Anybody facing the same problems? anybody have any idea?

or I have to return it..for claiming warranty...if i can solve then i dont want to go through the hassle of that


----------



## realdan (Jan 27, 2008)

update:
i got a sony DVD+RW and managed to burn a multi-session disc. However i couldnt see any content on it using the dvd drive...then i check the disc in another PC and found the files that I have written and the file is working fine...


----------



## varunprabhakar (Jan 27, 2008)

yes i have faced same issues in the past. i guess its just hereditary for tht sony drive. 
when i tried to get it repaired, i had to send it to rashi peripherals atleast 4 times because they just cudnt understand the problem. atlast they replaced it wid another drive. 
but yea, they were saying tht there is a prob wid firmware of such drives..


----------



## realdan (Jan 27, 2008)

i flash it with the firmware version 1.73...
same issue...
in fact it cannot read burnt dvd disc...it can read the movie dvd, digit dvd...

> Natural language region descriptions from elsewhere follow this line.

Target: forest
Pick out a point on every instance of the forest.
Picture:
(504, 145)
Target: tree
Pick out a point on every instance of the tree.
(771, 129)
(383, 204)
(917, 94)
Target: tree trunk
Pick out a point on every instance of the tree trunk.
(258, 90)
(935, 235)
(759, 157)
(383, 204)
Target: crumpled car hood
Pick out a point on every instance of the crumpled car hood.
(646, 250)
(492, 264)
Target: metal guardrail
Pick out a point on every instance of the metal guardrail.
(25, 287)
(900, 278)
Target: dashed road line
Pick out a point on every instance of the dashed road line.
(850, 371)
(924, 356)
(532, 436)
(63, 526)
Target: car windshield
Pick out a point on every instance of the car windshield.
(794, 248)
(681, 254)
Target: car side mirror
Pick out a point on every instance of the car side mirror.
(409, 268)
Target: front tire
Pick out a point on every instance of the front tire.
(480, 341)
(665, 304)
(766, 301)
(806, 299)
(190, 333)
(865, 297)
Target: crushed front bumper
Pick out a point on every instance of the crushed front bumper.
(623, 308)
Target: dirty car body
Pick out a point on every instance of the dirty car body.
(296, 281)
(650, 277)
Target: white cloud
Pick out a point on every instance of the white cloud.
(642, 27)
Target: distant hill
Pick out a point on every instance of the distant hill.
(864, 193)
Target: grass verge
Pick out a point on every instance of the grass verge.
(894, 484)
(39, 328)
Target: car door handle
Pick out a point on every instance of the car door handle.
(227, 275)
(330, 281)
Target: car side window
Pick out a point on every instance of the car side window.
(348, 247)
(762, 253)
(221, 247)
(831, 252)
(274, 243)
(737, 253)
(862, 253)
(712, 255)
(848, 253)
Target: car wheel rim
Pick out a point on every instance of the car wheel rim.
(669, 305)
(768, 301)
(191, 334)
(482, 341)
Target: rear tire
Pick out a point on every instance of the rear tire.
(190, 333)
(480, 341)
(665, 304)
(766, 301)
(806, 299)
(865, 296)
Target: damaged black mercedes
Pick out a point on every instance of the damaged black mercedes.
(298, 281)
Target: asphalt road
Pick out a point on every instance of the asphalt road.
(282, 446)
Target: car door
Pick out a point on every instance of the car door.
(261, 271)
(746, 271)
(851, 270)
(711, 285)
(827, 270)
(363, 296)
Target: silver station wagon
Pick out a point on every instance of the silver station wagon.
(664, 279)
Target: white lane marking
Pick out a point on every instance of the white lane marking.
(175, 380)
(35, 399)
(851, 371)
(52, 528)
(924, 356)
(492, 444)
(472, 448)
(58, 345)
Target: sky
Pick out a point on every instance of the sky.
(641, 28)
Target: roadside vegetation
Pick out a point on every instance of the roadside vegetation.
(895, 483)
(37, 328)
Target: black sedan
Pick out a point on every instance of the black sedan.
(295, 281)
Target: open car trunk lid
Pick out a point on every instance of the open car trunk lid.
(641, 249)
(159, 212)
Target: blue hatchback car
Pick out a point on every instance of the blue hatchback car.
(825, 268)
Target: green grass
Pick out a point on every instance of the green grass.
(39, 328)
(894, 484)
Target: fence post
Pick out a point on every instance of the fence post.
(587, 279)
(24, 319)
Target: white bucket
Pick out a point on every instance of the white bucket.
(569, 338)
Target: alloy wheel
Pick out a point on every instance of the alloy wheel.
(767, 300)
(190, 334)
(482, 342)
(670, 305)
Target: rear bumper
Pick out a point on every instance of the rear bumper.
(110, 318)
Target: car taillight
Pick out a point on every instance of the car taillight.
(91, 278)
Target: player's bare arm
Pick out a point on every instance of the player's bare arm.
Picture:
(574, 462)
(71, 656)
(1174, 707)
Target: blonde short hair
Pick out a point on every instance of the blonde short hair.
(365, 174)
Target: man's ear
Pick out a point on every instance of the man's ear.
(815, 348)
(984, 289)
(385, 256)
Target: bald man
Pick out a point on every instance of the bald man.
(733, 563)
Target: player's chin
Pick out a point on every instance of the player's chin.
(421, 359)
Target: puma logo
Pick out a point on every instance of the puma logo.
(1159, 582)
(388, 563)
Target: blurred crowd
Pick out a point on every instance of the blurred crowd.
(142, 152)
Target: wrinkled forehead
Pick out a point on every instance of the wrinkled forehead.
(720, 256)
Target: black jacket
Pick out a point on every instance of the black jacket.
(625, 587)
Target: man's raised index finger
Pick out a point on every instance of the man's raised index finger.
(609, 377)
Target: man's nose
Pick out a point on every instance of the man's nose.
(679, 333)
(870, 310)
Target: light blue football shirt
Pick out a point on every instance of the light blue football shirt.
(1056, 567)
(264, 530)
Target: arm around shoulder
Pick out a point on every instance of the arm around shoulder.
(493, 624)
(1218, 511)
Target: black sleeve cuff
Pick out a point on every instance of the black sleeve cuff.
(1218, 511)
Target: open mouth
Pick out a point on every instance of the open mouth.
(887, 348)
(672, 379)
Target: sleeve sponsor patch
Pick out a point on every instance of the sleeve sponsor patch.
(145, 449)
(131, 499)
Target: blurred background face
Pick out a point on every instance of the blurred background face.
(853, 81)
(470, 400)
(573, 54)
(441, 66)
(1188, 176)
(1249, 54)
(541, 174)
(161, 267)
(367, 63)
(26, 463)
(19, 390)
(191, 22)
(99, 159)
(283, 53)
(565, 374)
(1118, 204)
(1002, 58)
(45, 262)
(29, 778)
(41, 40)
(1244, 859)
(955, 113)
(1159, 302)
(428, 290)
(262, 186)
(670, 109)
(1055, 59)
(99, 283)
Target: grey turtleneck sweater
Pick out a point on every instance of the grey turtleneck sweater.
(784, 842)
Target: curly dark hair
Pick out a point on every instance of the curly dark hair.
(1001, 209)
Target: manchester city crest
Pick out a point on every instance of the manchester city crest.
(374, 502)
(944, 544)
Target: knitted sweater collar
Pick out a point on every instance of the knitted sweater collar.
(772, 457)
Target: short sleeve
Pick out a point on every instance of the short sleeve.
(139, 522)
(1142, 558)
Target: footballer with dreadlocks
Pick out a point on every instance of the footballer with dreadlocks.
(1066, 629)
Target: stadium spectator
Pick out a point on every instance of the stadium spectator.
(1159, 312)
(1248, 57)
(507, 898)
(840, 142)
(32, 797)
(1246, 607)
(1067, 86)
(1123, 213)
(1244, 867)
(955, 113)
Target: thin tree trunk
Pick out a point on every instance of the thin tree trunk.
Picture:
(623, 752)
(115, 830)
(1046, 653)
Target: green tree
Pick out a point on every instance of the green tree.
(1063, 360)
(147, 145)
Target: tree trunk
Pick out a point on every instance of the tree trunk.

isobuster show the content of the disc and i can extract the content
nero info tool cannot show the size of the disc and show only the title
dvd decrypter said empty disc
nero burning rom 8 show the disc as empty
windows explorer cannot detect the disc..asking me to insert disc


----------



## realdan (Feb 1, 2008)

The driver detected a controller error on \Device\Harddisk0\D.

D is my dvd drive


----------



## quadroplex780 (Feb 1, 2008)

If u have an ide drive attached along with the sata drive(HDDS)then disable the ide hdd and see if the Sony drive reads the writed DVDs


----------



## realdan (Feb 2, 2008)

i have sata hdd and ide sony dvd drive

from what i see elsewhere...this particular range of drives from sony is really bad...this is the sixth months that i have had the drive...with very rare burning so far..since this is a new pc and there are plenty of space in my hdd so didnt bother about burning much

looks like it could be half dead?


----------